Все заметили, что после своего недавнего припадочного смеха она вдруг стала даже угрюма, брюзглива и раздражительна; тем не менее упрямо и деспотично стояла на своей невозможной прихоти. Афанасий Иванович страдал ужасно. Бесил его и Иван Федорович: он сидел за шампанским, как ни в чем не бывало, и даже, может быть, рассчитывал рассказать что-нибудь, в свою очередь.
XIV.
— Остроумия нет, Настасья Филипповна, оттого и болтаю лишнее! — вскричал Фердыщенко, начиная свой рассказ: — было б у меня такое же остроумие, как у Афанасия Ивановича, или у Ивана Петровича, так я бы сегодня всё сидел да молчал, подобно Афанасию Ивановичу и Ивану Петровичу. Князь, позвольте вас спросить, как вы думаете, мне вот всё кажется, что на свете гораздо больше воров, чем не-воров, и что нет даже такого самого честного человека, который бы хоть раз в жизни чего-нибудь не украл. Это моя мысль, из чего, впрочем, я вовсе не заключаю, что всё сплошь одни воры, хотя, ей богу, ужасно бы хотелось иногда и это заключить. Как же вы думаете?
— Фу, как вы глупо рассказываете, — отозвалась Дарья Алексеевна, — и какой вздор, не может быть, чтобы все чтонибудь да украли; я никогда ничего не украла.
— Вы ничего никогда не украли, Дарья Алексеевна; но что скажет князь, который вдруг весь покраснел?
— Мне кажется, что вы говорите правду, но только очень преувеличиваете, — сказал князь, действительно от чего-то покрасневший.
— А вы сами, князь, ничего не украли?
— Фу! как это смешно! Опомнитесь, господин Фердыщенко, — вступился генерал.
— Просто-за-просто, как пришлось к делу, так и стыдно стало рассказывать, вот и хотите князя с собой же прицепить, благо он безответный, — отчеканила Дарья Алексеевна.
— Фердыщенко, или рассказывайте, или молчите и знайте одного себя. Вы истощаете всякое терпение, — резко и досадливо проговорила Настасья Филипповна.
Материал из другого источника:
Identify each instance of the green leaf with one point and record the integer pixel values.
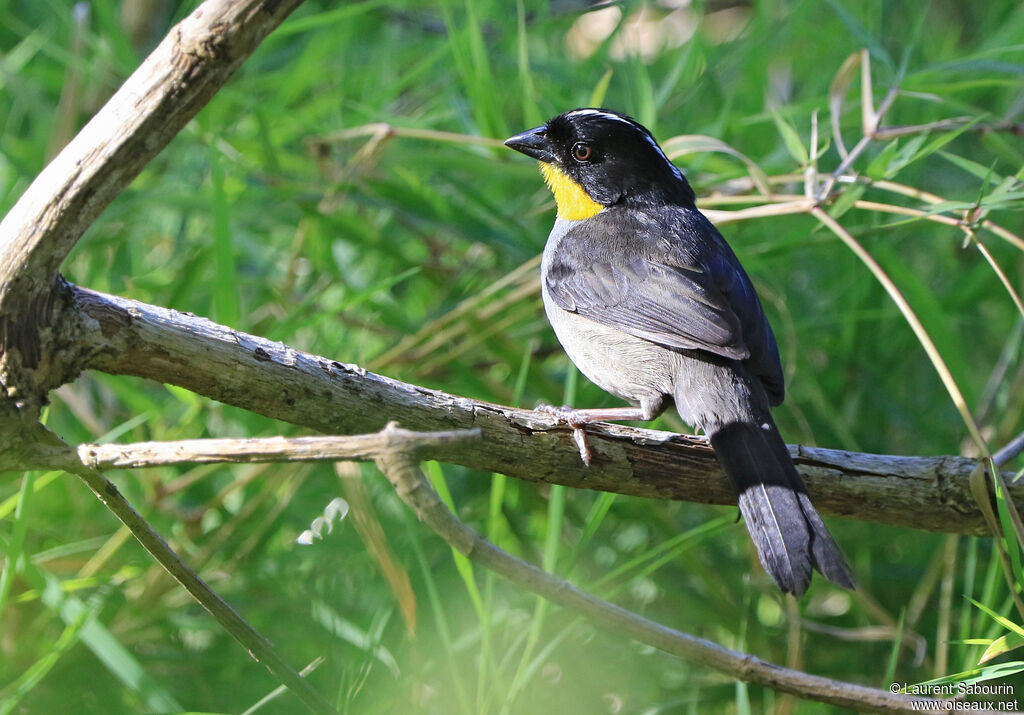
(1000, 645)
(1001, 620)
(793, 143)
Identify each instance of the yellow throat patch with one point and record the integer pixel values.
(571, 200)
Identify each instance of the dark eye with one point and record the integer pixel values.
(581, 152)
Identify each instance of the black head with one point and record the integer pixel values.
(613, 158)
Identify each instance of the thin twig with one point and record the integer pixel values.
(272, 379)
(413, 488)
(258, 646)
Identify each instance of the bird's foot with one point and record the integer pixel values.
(574, 419)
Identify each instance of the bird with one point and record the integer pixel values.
(651, 304)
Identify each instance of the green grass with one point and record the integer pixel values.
(259, 216)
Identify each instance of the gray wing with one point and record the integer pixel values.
(686, 293)
(673, 305)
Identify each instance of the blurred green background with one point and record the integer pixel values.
(282, 210)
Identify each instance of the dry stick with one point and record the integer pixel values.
(122, 336)
(413, 488)
(257, 450)
(181, 75)
(979, 484)
(259, 647)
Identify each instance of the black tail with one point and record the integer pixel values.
(785, 528)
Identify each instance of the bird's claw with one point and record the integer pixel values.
(571, 418)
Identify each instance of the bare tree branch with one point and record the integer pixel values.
(258, 646)
(256, 450)
(414, 489)
(179, 77)
(123, 336)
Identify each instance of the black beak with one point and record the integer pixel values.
(532, 142)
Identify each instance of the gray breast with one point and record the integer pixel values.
(628, 367)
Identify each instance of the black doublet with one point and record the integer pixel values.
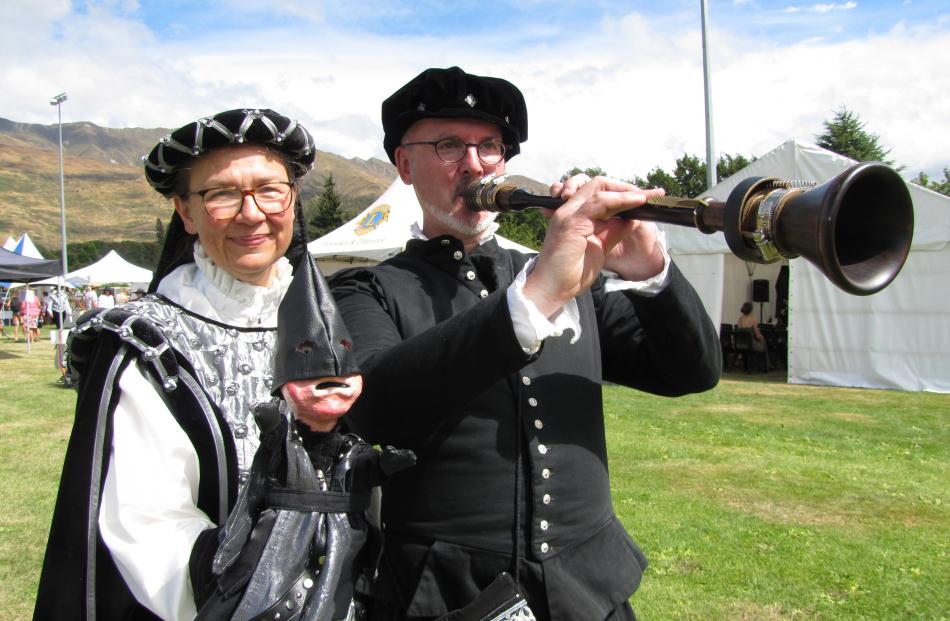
(446, 377)
(79, 578)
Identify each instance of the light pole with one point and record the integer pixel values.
(57, 101)
(707, 87)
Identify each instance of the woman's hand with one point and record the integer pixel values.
(319, 403)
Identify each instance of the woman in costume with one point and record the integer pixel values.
(165, 437)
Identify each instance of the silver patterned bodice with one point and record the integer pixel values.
(233, 365)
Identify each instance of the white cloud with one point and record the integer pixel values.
(626, 94)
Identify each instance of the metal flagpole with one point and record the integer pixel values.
(710, 149)
(57, 101)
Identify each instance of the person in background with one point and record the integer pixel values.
(748, 321)
(30, 312)
(488, 364)
(14, 305)
(90, 299)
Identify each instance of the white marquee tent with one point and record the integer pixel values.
(378, 232)
(897, 338)
(111, 268)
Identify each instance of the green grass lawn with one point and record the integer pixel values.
(757, 500)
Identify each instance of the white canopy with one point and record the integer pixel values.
(111, 268)
(25, 246)
(382, 229)
(897, 338)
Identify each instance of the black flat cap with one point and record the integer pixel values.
(233, 127)
(453, 94)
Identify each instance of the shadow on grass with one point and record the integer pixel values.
(775, 376)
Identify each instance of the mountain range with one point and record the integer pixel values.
(106, 195)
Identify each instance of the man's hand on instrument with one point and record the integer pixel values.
(319, 403)
(584, 236)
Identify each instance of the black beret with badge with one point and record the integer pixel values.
(453, 94)
(179, 149)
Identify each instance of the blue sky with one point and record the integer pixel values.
(608, 83)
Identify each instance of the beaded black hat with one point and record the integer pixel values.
(452, 93)
(180, 148)
(233, 127)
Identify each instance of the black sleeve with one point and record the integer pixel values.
(664, 344)
(199, 565)
(437, 370)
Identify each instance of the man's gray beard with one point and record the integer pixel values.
(459, 227)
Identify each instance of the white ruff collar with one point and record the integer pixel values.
(204, 288)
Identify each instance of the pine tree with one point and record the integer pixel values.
(329, 214)
(845, 135)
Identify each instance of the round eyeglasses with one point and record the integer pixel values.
(452, 150)
(271, 198)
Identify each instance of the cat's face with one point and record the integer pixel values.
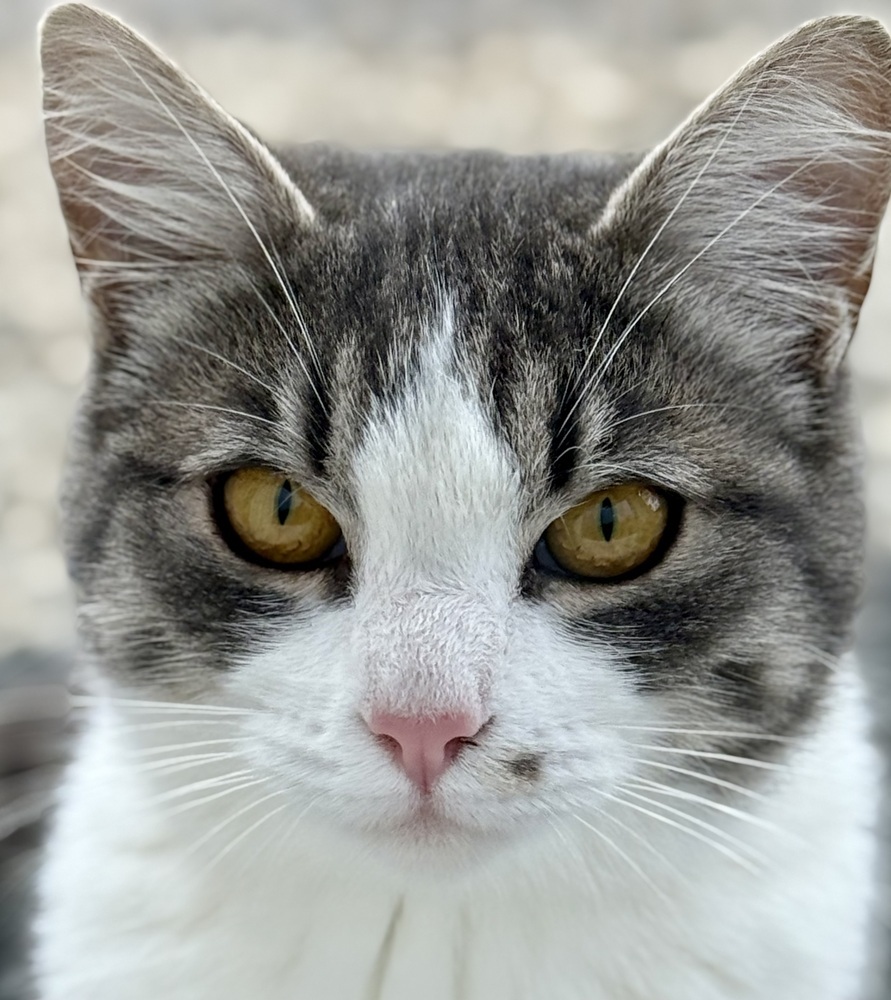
(442, 359)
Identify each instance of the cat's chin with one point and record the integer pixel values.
(427, 840)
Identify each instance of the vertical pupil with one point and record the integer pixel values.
(284, 501)
(607, 519)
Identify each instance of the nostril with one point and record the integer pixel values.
(455, 746)
(424, 747)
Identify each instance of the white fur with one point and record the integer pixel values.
(129, 913)
(315, 881)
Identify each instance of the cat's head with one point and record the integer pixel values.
(487, 486)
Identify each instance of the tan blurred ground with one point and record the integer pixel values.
(524, 76)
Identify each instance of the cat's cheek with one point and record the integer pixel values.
(555, 742)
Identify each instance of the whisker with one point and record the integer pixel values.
(182, 708)
(646, 252)
(611, 354)
(696, 821)
(232, 789)
(655, 787)
(719, 733)
(278, 272)
(700, 776)
(632, 864)
(714, 755)
(157, 751)
(246, 833)
(203, 785)
(695, 834)
(234, 817)
(217, 409)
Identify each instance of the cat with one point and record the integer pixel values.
(466, 547)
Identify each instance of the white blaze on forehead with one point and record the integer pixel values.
(437, 562)
(437, 490)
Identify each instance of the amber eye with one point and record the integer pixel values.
(611, 533)
(275, 519)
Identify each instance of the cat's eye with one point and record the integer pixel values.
(611, 533)
(272, 517)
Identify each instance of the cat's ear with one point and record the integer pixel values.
(765, 203)
(151, 172)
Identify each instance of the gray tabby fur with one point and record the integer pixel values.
(679, 318)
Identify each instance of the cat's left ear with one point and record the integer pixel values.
(764, 206)
(152, 174)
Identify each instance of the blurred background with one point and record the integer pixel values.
(520, 75)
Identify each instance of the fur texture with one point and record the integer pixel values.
(673, 794)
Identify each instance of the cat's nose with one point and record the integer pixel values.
(425, 747)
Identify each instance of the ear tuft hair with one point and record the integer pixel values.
(151, 172)
(770, 195)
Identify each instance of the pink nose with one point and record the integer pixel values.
(425, 747)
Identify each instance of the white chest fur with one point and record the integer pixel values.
(129, 909)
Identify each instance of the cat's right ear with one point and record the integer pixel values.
(152, 174)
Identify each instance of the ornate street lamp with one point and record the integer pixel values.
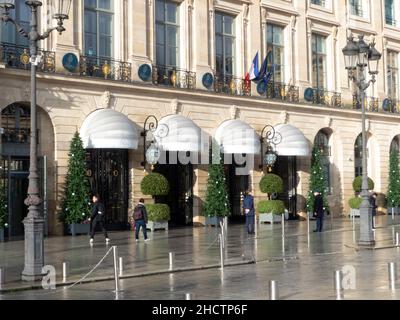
(34, 222)
(356, 60)
(272, 139)
(152, 154)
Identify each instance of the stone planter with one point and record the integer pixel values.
(214, 221)
(354, 212)
(270, 218)
(77, 228)
(157, 225)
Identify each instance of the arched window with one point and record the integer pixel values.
(395, 145)
(8, 32)
(358, 166)
(322, 142)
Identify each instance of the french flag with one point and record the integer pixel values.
(254, 71)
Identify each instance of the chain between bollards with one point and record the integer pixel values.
(273, 290)
(392, 269)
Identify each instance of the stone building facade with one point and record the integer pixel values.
(310, 92)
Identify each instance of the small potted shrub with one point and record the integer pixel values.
(271, 210)
(354, 203)
(156, 184)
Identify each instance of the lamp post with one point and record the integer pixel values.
(358, 56)
(272, 138)
(34, 222)
(152, 154)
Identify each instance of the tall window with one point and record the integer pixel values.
(8, 32)
(356, 8)
(225, 44)
(319, 2)
(322, 143)
(167, 33)
(319, 61)
(99, 28)
(393, 74)
(275, 50)
(389, 12)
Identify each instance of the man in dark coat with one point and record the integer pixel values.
(374, 207)
(97, 218)
(248, 207)
(319, 210)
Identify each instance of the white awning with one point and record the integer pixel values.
(109, 129)
(237, 137)
(182, 134)
(293, 143)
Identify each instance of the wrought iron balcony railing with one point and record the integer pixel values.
(16, 135)
(371, 103)
(106, 68)
(18, 57)
(326, 98)
(173, 77)
(231, 85)
(280, 91)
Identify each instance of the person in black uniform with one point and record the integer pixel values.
(97, 218)
(319, 210)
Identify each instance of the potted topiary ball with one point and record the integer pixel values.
(271, 210)
(156, 184)
(355, 202)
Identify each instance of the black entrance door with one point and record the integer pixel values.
(180, 197)
(108, 177)
(286, 168)
(237, 186)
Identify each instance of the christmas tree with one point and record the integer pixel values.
(317, 180)
(394, 180)
(76, 203)
(3, 207)
(217, 198)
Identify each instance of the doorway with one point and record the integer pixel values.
(237, 186)
(107, 170)
(180, 197)
(286, 168)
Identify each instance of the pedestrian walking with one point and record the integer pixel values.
(140, 217)
(248, 207)
(372, 201)
(319, 210)
(98, 218)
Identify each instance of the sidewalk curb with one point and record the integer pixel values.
(127, 276)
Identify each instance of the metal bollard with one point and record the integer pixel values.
(392, 268)
(171, 261)
(221, 251)
(273, 290)
(65, 272)
(121, 266)
(338, 284)
(189, 296)
(2, 277)
(115, 251)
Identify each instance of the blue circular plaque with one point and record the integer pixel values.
(208, 80)
(308, 94)
(144, 72)
(262, 87)
(70, 62)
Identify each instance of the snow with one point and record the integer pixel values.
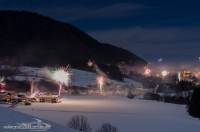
(78, 77)
(11, 117)
(127, 115)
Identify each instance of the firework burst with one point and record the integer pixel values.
(62, 76)
(100, 81)
(90, 63)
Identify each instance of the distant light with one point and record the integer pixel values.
(164, 73)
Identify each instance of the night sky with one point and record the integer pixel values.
(150, 29)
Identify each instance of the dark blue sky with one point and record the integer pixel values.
(149, 28)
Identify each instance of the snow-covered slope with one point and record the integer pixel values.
(78, 77)
(12, 118)
(129, 115)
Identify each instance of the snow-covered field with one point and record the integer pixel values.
(128, 115)
(11, 118)
(78, 77)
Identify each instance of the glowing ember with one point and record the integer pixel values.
(61, 76)
(2, 84)
(90, 63)
(147, 71)
(164, 73)
(100, 81)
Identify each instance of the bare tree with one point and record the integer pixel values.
(79, 122)
(107, 127)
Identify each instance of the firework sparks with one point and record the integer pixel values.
(61, 76)
(2, 82)
(90, 63)
(100, 81)
(147, 71)
(164, 73)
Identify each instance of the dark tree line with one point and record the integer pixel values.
(36, 40)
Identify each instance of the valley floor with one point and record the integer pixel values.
(128, 115)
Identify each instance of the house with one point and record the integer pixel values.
(6, 96)
(48, 98)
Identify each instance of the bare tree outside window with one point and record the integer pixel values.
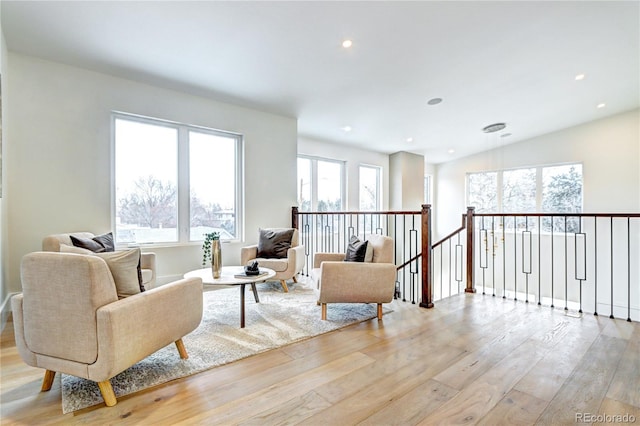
(482, 192)
(148, 156)
(562, 193)
(558, 191)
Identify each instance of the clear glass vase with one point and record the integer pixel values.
(216, 258)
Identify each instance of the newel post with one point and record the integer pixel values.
(470, 263)
(294, 217)
(427, 284)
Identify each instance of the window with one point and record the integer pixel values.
(548, 189)
(482, 191)
(369, 189)
(167, 189)
(320, 184)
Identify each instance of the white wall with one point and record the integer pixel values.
(406, 181)
(354, 158)
(609, 150)
(4, 292)
(58, 172)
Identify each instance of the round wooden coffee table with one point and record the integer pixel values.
(229, 277)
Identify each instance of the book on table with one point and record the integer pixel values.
(245, 275)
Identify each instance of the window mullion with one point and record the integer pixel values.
(184, 192)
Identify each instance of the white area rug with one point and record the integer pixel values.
(279, 319)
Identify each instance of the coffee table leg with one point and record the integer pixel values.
(242, 305)
(255, 292)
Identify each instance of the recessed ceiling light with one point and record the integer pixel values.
(496, 127)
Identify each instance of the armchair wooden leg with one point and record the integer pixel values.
(181, 349)
(47, 382)
(107, 393)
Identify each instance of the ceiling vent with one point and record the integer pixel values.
(496, 127)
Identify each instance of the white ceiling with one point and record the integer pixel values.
(512, 62)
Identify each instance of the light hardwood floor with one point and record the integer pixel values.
(472, 359)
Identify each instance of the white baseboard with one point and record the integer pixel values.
(5, 310)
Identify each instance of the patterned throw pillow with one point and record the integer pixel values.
(274, 243)
(356, 250)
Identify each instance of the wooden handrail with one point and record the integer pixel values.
(404, 212)
(449, 236)
(557, 214)
(413, 259)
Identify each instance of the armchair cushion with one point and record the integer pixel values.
(274, 243)
(118, 262)
(64, 243)
(69, 319)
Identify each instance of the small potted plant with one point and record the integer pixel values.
(212, 252)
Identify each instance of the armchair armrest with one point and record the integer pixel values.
(357, 282)
(163, 315)
(318, 258)
(248, 253)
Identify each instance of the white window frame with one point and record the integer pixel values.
(314, 180)
(378, 195)
(539, 184)
(183, 187)
(428, 189)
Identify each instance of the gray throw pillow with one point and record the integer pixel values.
(274, 243)
(356, 251)
(97, 244)
(123, 265)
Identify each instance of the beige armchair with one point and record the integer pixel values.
(69, 319)
(58, 242)
(287, 267)
(356, 282)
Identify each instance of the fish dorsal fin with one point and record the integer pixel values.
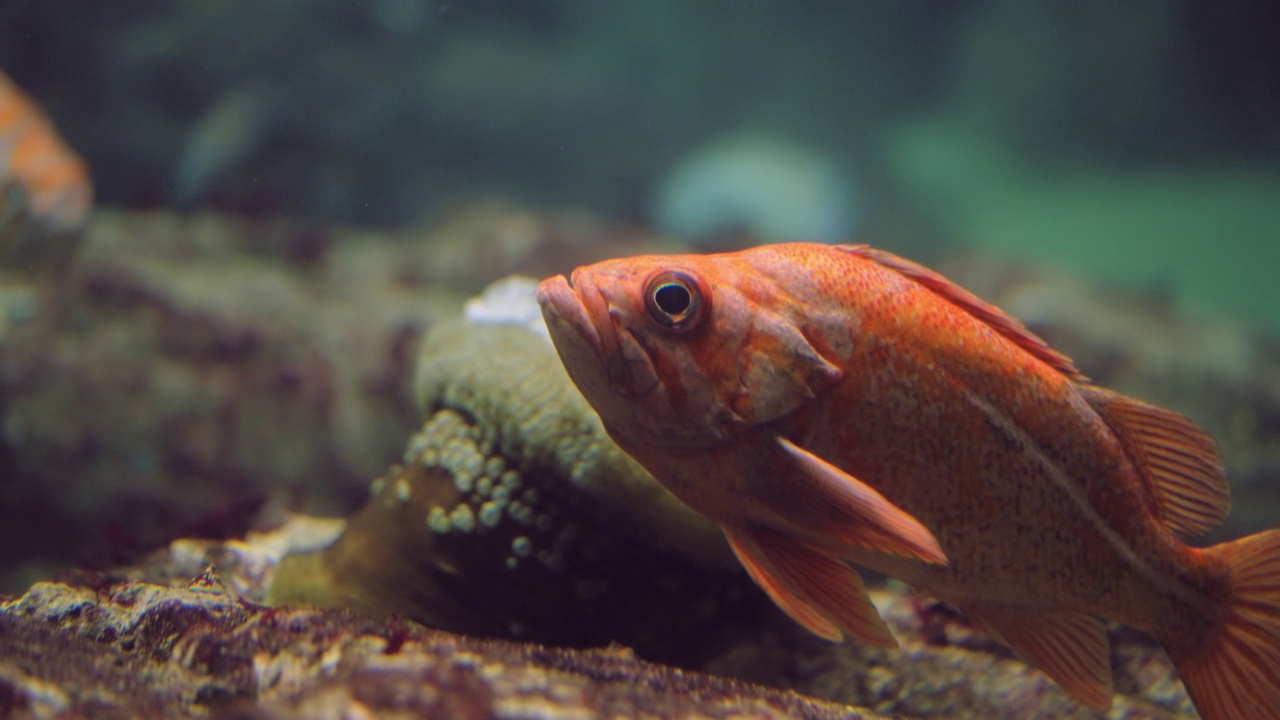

— Сию минуту, Настасья Филипповна; но уж если князь сознался, потому что я стою на том, что князь всё равно что сознался, то что же бы, например, сказал другой кто-нибудь (никого не называя), если бы захотел когда-нибудь правду сказать? Что же касается до меня, господа, то дальше и рассказывать совсем нечего: очень просто, и глупо, и скверно. Но уверяю вас, что я не вор; украл же, не знаю как. Это было третьего года, на даче у Семена Ивановича Ищенка, в воскресенье. У него обедали гости. После обеда мужчины остались за вином. Мне вздумалось попросить Марью Семеновну, дочку его, барышню, что-нибудь на фортепиано сыграть. Прохожу чрез угловую комнату, на рабочем столике у Марьи Ивановны три рубля лежат, зеленая бумажка: вынула, чтобы выдать для чего-то по хозяйству. В комнате никовошенько. Я взял бумажку и положил в карман, для чего — не знаю. Что на меня нашло — не понимаю. Только я поскорей воротился и сел за стол. Я всё сидел и ждал, в довольно сильном волнении, болтал без умолку, анекдоты рассказывал, смеялся; подсел потом к барыням. Чрез полчаса, примерно, хватились и стали спрашивать у служанок. Дарью служанку заподозрили. Я выказал необыкновенное любопытство и участие, и помню даже, когда Дарья совсем потерялась, стал убеждать ее, чтоб она повинилась, головой ручаясь за доброту Марьи Ивановны, и это вслух, и при всех. Все глядели, а я необыкновенное удовольствие ощущал именно оттого, что я проповедую, а бумажка-то у меня в кармане лежит. Эти три целковых я в тот же вечер пропил в ресторане. Вошел и спросил бутылку лафиту; никогда до того я не спрашивал так одну бутылку, без ничего; захотелось поскорее истратить. Особенного угрызения совести я ни тогда, ни потом не чувствовал. Другой раз наверное не повторил бы; этому верьте, или нет, как угодно, я не интересуюсь. Ну-с, вот и всё.